Thursday, June 5, 2014

Should Baby Cry Herself To Sleep?



          One of the most touchy topics in Pediatrics is whether or not to allow babies to cry themselves to sleep.  A visiting granddaughter recently showed me that sometimes it is not a question of “whether or not” but it is an issue of “need to”.
     Our granddaughter is 9 months old and is a quiet, easy-going baby who hasn’t ever much needed to cry herself to sleep because she clearly advertises when she is tired - suddenly crabby, rubbing ears, rubbing eyes, not wet and not hungry – and goes down with a minimal amount of rocking and singing. Like most 9 month-olds, she needs both a morning and an afternoon nap.
     On the day in question, she went down for her morning nap in the guest bedroom and after she was asleep, her father joined her for a nap. After she had been asleep for only an hour, his cell phone rang and woke them both up.  Because she was in an unfamiliar environment, she woke up totally and wanted to play.
     Later, she again got tired at the time for her afternoon nap. But her parents were going to a wedding that afternoon. I put granddaughter in the car seat knowing that she was so tired that she would be asleep by the time the car reached the end of the driveway. She was. But when we returned home after dropping off her parents, she woke up again when I took her out of the car seat. Once again, she wanted to be up and play.
     When bed-time rolled around, she was beside herself. She had been awakened halfway through each of her daytime naps and she was beyond exhausted. She cried when we gave her her pacifier, when we tried to rock her, when we picked her up and when we laid her down. She was rubbing eyes and ears and yet could not settle herself – crying and screaming no matter what two frustrated grandparents could come up with.

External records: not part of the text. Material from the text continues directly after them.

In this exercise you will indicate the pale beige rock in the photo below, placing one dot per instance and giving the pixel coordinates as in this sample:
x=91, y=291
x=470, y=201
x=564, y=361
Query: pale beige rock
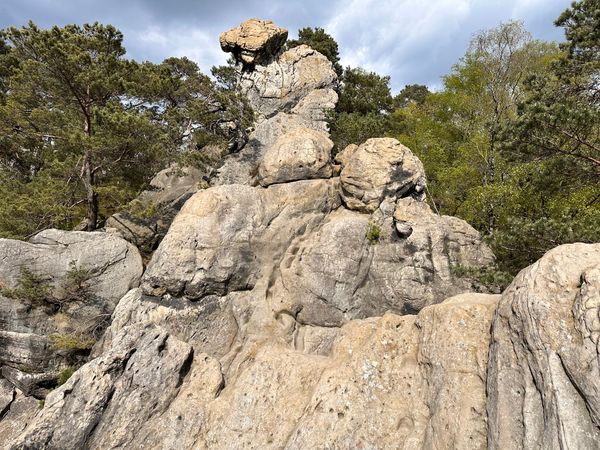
x=345, y=155
x=254, y=40
x=300, y=78
x=152, y=212
x=378, y=169
x=114, y=267
x=300, y=154
x=226, y=237
x=544, y=369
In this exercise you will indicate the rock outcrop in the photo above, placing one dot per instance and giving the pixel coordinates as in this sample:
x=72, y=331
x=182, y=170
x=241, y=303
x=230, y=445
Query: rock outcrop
x=304, y=302
x=544, y=372
x=149, y=216
x=64, y=284
x=254, y=40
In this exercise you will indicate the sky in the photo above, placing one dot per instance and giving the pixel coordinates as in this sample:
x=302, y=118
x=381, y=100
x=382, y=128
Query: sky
x=413, y=41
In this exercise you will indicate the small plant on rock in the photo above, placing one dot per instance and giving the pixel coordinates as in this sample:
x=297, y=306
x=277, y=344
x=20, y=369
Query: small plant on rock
x=71, y=342
x=373, y=233
x=65, y=374
x=31, y=288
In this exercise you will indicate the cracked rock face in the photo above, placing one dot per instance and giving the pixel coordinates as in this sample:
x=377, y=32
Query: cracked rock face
x=296, y=304
x=544, y=371
x=300, y=154
x=377, y=169
x=253, y=40
x=159, y=205
x=114, y=266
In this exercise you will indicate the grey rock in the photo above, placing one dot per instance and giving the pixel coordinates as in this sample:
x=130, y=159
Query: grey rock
x=35, y=384
x=142, y=393
x=293, y=76
x=209, y=326
x=253, y=41
x=152, y=212
x=7, y=395
x=378, y=169
x=114, y=266
x=16, y=416
x=300, y=154
x=326, y=283
x=225, y=237
x=544, y=370
x=298, y=98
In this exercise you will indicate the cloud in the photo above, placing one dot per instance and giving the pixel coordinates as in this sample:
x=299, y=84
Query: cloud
x=410, y=40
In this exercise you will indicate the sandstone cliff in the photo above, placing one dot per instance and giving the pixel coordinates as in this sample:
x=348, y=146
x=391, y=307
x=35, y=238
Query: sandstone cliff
x=309, y=302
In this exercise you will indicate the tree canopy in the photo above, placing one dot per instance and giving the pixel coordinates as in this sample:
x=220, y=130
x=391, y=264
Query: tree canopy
x=82, y=128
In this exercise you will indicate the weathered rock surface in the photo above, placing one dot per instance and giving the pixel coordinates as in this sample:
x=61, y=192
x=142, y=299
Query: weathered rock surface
x=227, y=237
x=153, y=210
x=288, y=313
x=292, y=91
x=300, y=154
x=377, y=169
x=112, y=266
x=372, y=392
x=544, y=368
x=253, y=40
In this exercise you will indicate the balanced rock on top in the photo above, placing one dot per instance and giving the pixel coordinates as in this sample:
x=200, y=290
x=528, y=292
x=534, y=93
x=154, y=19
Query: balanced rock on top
x=253, y=41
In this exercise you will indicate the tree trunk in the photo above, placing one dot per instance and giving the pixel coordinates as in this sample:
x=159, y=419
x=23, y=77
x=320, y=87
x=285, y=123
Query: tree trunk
x=91, y=194
x=88, y=176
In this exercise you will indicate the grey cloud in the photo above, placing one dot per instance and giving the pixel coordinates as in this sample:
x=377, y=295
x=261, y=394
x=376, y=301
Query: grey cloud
x=410, y=40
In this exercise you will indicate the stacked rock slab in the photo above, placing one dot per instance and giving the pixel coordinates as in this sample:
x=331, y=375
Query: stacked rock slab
x=288, y=308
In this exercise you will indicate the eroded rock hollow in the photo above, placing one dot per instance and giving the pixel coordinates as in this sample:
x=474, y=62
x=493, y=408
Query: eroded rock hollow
x=302, y=301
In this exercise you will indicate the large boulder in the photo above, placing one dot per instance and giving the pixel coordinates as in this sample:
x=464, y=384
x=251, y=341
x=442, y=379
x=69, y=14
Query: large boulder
x=228, y=237
x=544, y=369
x=253, y=41
x=380, y=168
x=293, y=91
x=300, y=154
x=409, y=381
x=63, y=283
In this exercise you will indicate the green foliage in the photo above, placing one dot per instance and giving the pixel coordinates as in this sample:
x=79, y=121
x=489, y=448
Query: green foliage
x=71, y=342
x=472, y=170
x=411, y=93
x=485, y=279
x=373, y=233
x=31, y=288
x=65, y=374
x=83, y=129
x=319, y=40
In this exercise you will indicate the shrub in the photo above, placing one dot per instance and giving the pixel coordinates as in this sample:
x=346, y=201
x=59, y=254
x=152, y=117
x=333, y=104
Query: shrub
x=71, y=342
x=31, y=288
x=373, y=233
x=489, y=278
x=65, y=374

All she knew was that she was miserable and nothing was helping her feel better.
     Finally, even though her parents agree with the “no-crying-to-sleep” school, we put her into the portable crib and closed the door. After ten minutes of loud, tearful protest, all was quiet and she was gratefully asleep. She slept through the entire night and well beyond her normal time to wake up. When she did awaken, she was her happy, normal self.
     When you know a baby is tired, it is time to let them go to sleep. If you find that what you are doing (rocking, holding, walking, etc.) is keeping them awake, it is time to give baby a chance to cry off the extra bit of energy that is keeping them awake and let everyone get some much-needed sleep.